Extract from the diary of Winokur Otter, apprentice Recorder of Redwall Abbey:
It didn't start with the shrews.
Or maybe it did, and nobeast was paying attention. There was so much going on those days, all the far-away battles and the tragedies closer to home, who could have foreseen it would all come together the way it did? History can unfold in ways that no creature can predict, not even Urthblood. He was there at the end, of course, but I think he may have been as surprised as anybeast at the way things turned out.
So here we stand, on the threshold of another autumn. As I look back over the events of the previous winter, spring and summer, I can scarcely believe the changes that have been wrought upon the familiar confines of our friendly Mossflower Woods and the surrounding country, changes that are still very much ongoing. These are tumultuous times indeed, unlike any of which Brother Geoff is aware from his studies of the Abbey records. Where it will all end? Who can say?
It will soon be time for yet another Nameday. Abbot Arlyn has asked me to help him come up with an appropriate name for this season, but quite frankly I am at a loss. It is an intimidating task, to be sure, knowing that the name we settle upon is the one which will be entered into the histories, and that all Redwall's future generations will call it by that title. No obvious idea has occurred to me as of yet, and I think if I concentrate on it too hard it will never come. Things like this are best left lying on the edges of the mind, to blossom in their own good time like the flowers of spring.

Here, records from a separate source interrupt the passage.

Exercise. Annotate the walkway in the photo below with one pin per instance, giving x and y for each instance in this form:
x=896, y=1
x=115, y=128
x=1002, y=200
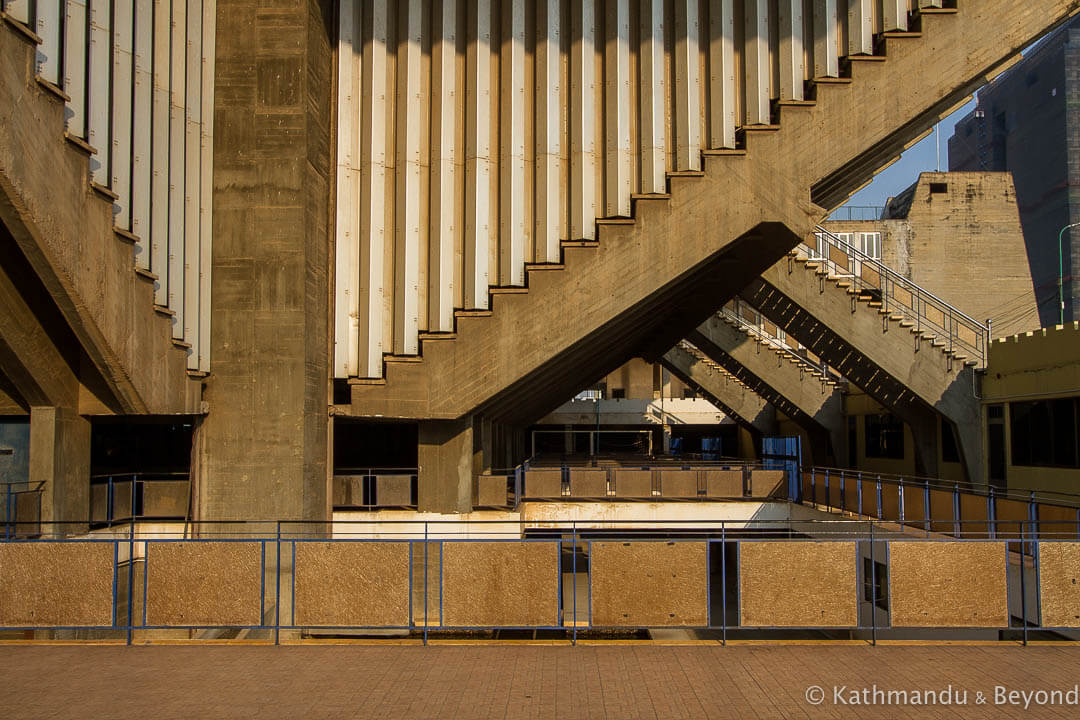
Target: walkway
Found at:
x=516, y=681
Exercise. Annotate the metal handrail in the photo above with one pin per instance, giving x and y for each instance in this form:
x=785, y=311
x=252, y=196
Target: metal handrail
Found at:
x=774, y=342
x=921, y=299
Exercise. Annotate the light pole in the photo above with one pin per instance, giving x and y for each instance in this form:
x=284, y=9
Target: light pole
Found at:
x=1061, y=271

So much has happened, but those events now belong to seasons past. What we need is a name that will define this season now upon us, a name owing not to what has already occurred but to what is going on about us now and what may yet be, a name to inspire hope and gladden the heart if at all possible. In spite of our losses, we still have so much for which to be thankful. Namedays should be festive and happy times, and we will all do our best to make this one conform to that ideal. Vanessa will surely enjoy herself, of that there is little doubt!

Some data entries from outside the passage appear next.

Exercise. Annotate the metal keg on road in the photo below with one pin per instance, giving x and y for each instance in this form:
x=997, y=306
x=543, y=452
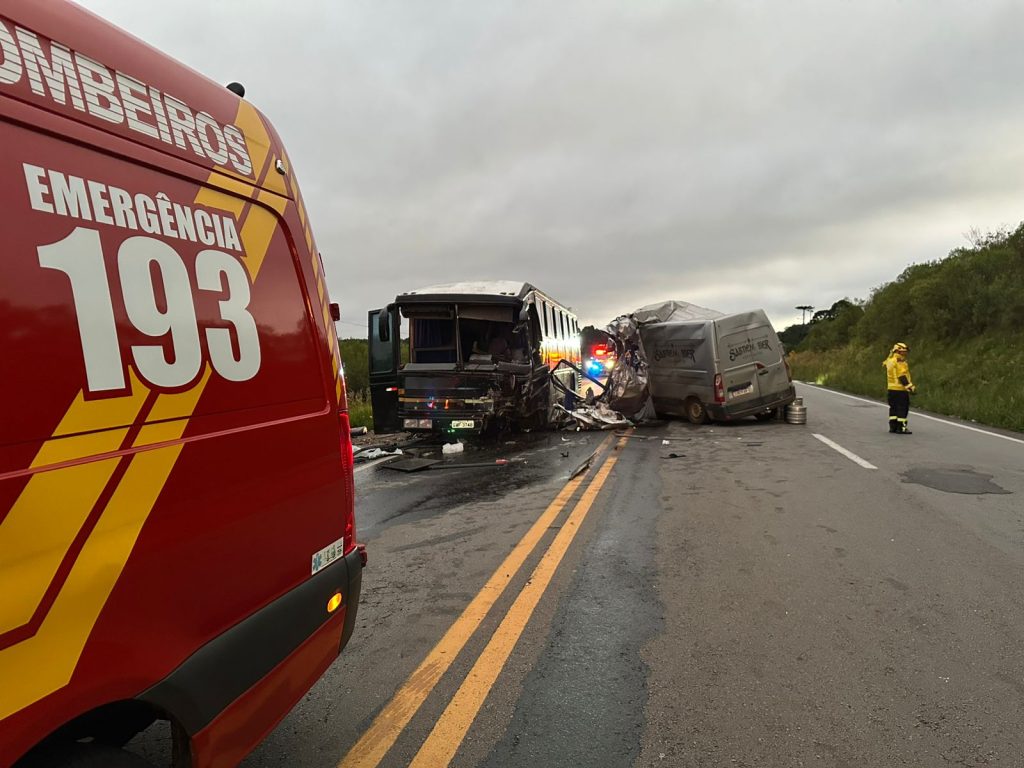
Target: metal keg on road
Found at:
x=796, y=412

And this is where I am these days - balanced on the edge between what has passed and what is to come. I look around to see things are pretty much the same as they have always been, at least on the surface. Friar Hugh and his kitchen staff still produce the tastiest fare ever to pass a beast's lips and delight the tongue, Balla's cellars supply a never-ending stream of ales and cordials and spirits, Geoff and I hold our lessons for the Abbey children, Cyril and Cyrus still perform their bellringing duties, the otters swim in the pond on warm days and the squirrels patrol the forest and Colonel Clewiston's Long Patrol hares play their part in Redwall's social life and defenses as well. Many new faces have been added to our community these past couple of seasons, but each wayward soul and refugee has found its place here, from the youngest orphan bursting with energy to the most world-weary adult. I shall never grow tired of watching newcomers catching their first glimpse of our grand Abbey, how their eyes grow wide and their jaws fall slack ... and that's before they even get a taste of our food and drink! Most creatures in the lands never dream they might live in so fine a place, and witnessing their reactions always reminds me of how fortunate we all are to be Redwallers.
And yet, beneath all the surface normalcy to which we have more or less returned, the upheavals of the recent past have left scars which may never fully heal. I cannot help but feel that the great crisis of which Urthblood speaks so often may finally have broken upon us, in spite of the calm that we enjoy this moment. That badger's latest actions do fill us with misgivings, but then, Urthblood was always good at spreading disquiet. As one thing resolves, it seems, so another unravels, casting us into further doubt and confusion.
I cannot say what the future may hold. I only know that things will never be the same again.